Share your dilemmas and get honest opinions from other Mumsnetters.

Can my assets be used in new partners divorce?

152 replies

littlebitpanicky · 09/08/2025 12:17

I have been seeing a man for almost a year now and he has recently moved in with me, I know it’s fast but he’s been separated a while, she left him before I met him and he was living separately in rented accommodation.

He is going to be getting divorced soon and I’m wondering if because he’s living with me in my house, will my house and assets be taken into consideration when the divorce goes through?
It’s early days in the relationship and I don’t want him to lose everything because of me.
He is still paying a mortgage for the family home where his ex and children are living but was hoping to sell the home and use his half the money along with my home to put towards a bigger house.
I don’t have any children and own mine outright.
Has he shot himself in the foot by moving in with me?

OP posts:
JHound · 09/08/2025 16:45

Iwanttoliveonamountain · 09/08/2025 12:35

He wont get half the money. Why would he think that?

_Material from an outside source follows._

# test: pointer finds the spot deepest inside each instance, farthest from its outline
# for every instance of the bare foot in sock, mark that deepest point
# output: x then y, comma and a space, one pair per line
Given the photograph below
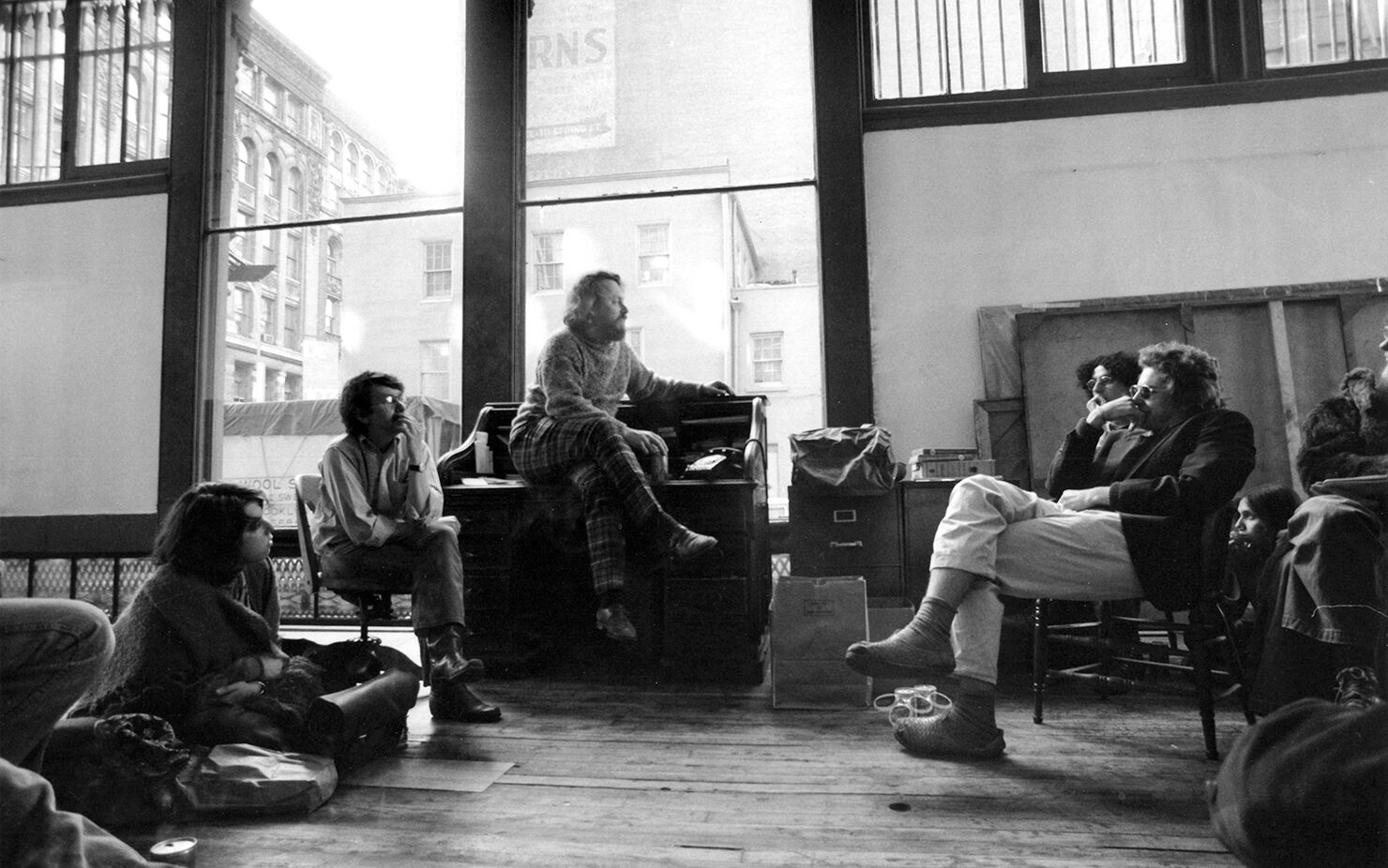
907, 653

Why would he not? My brother and wife’s assets were split in half - she was able to buy him out the family home. Everything was split down the middle and he purchased a 4 bed that allowed for shared custody.

JHound · 09/08/2025 16:47

VeterinaryCareAssistant · 09/08/2025 12:40

I bet he's paid all of or the majority of the mortgage all these years but now won't even get 50%

Potentially because it may disrupt the children. Who paid more is irrelevant as marital assets are jointly owned.

Glowingup · 09/08/2025 16:50

JHound · 09/08/2025 16:45

Why would he not? My brother and wife’s assets were split in half - she was able to buy him out the family home. Everything was split down the middle and he purchased a 4 bed that allowed for shared custody.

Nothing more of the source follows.